Digging was suspended April 8 as a precaution at the site in the pricey Spring Valley neighborhood near American University after workers pulled smoking glassware from the pit, project manager Dan Noble said Thursday.
Preliminary tests show the glassware was contaminated with the toxic chemical arsenic trichloride. Officials will review safety procedures before digging continues.
Workers also discovered a jar about three-quarters full of a dark liquid that turned out to be the chemical agent mustard. It was used during World War I as a weapon that caused blisters, breathing problems and vomiting.

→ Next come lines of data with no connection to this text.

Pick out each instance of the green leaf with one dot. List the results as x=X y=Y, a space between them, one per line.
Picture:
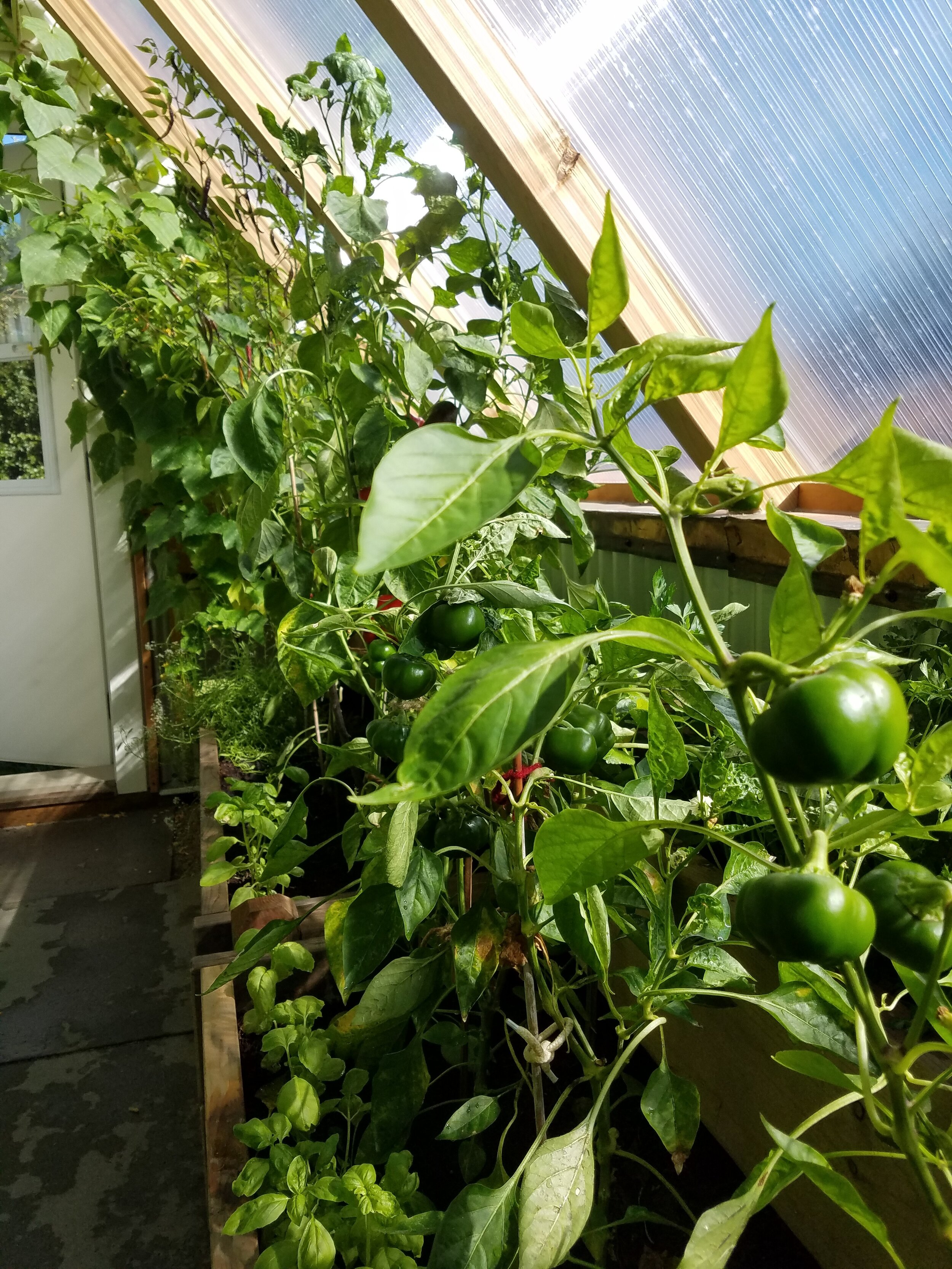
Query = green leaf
x=46 y=262
x=484 y=712
x=256 y=1214
x=400 y=842
x=371 y=928
x=556 y=1199
x=436 y=487
x=58 y=160
x=396 y=1096
x=672 y=1106
x=833 y=1184
x=534 y=330
x=418 y=370
x=577 y=849
x=809 y=1018
x=476 y=940
x=316 y=1249
x=254 y=434
x=817 y=1068
x=609 y=281
x=667 y=757
x=475 y=1227
x=300 y=1103
x=400 y=988
x=473 y=1117
x=883 y=503
x=421 y=891
x=680 y=374
x=267 y=938
x=756 y=393
x=360 y=217
x=718 y=1231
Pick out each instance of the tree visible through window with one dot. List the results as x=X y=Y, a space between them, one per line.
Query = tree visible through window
x=21 y=445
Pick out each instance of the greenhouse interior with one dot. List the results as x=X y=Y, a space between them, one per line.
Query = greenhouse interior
x=475 y=666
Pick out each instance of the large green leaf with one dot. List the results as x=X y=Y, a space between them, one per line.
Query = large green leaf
x=756 y=393
x=609 y=279
x=556 y=1199
x=483 y=714
x=46 y=262
x=437 y=485
x=667 y=757
x=718 y=1231
x=398 y=990
x=672 y=1106
x=473 y=1234
x=577 y=849
x=254 y=434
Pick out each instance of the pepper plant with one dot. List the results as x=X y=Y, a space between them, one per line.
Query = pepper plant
x=332 y=469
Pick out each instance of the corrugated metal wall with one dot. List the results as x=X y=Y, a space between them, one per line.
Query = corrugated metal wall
x=628 y=579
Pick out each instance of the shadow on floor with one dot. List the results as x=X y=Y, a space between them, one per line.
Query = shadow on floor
x=99 y=1112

"It's a much larger disposal area than we predicted," Noble said. "The nature of debris is so different, perhaps it's a different disposal area."
It's too soon to know for sure, Noble said.
During World War I, the Army used the university as an experiment station to develop and test chemical weapons. Previously, there were three known sites where weapons and chemicals were buried.
Glassware, chemicals, contaminated soil and munitions have been found since January in the front yard of a home next door to the university president's house, the Army Corps has revealed. About 30 intact items were sent to an Army lab in Edgewood, Md., for testing, Noble said.
American University spokeswoman Camille Lepre said there were no plans to move or cancel any campus events scheduled at the president's house.
About 350 pounds of glassware and debris had been removed from the site, along with about 676 barrels of soil, according to a campus memo Wednesday by university president Neil Kerwin.
This is the first discovery of the smoking chemical arsenic trichloride in the cleanup project. It can be used to develop the blistering agent lewisite, Noble said. An Army Corps spokeswoman said the chemical was contained and was not exposed to the outside air.
Several munitions also were discovered in recent months, including a 75 mm shell that was half full with a tear gas agent, Noble said. A few munitions also have been uncovered in the yards of homes that fall within a firing range near the campus, he said.
The Army Corps is preparing to destroy some munitions at a secured facility nearby as soon as Friday.
Last year, the Army Corps believed it had cleared the disposal area known as "Pit 3" but continued to dig test pits.
The latest discoveries came as a surprise to residents who worry the Army Corps is trying to end its cleanup before all munitions are uncovered.
"I'm concerned there's a rush to make the decision to get out," said Nan Wells, a neighborhood commissioner who represents area residents. "Things have been downplayed. That doesn't mean that I don't think the Army can handle this successfully."
This is the fourth major dig for munitions and toxic agents over the past 16 years since the burial pits were discovered in the neighborhood of multimillion-dollar homes. The current excavation began in 2007 at the house, which is owned by the federal government and located next to the South Korean ambassador's residence.
The cleanup project is one of the only places in a major city classified by the Army Corps as a "Formerly Used Defense Site."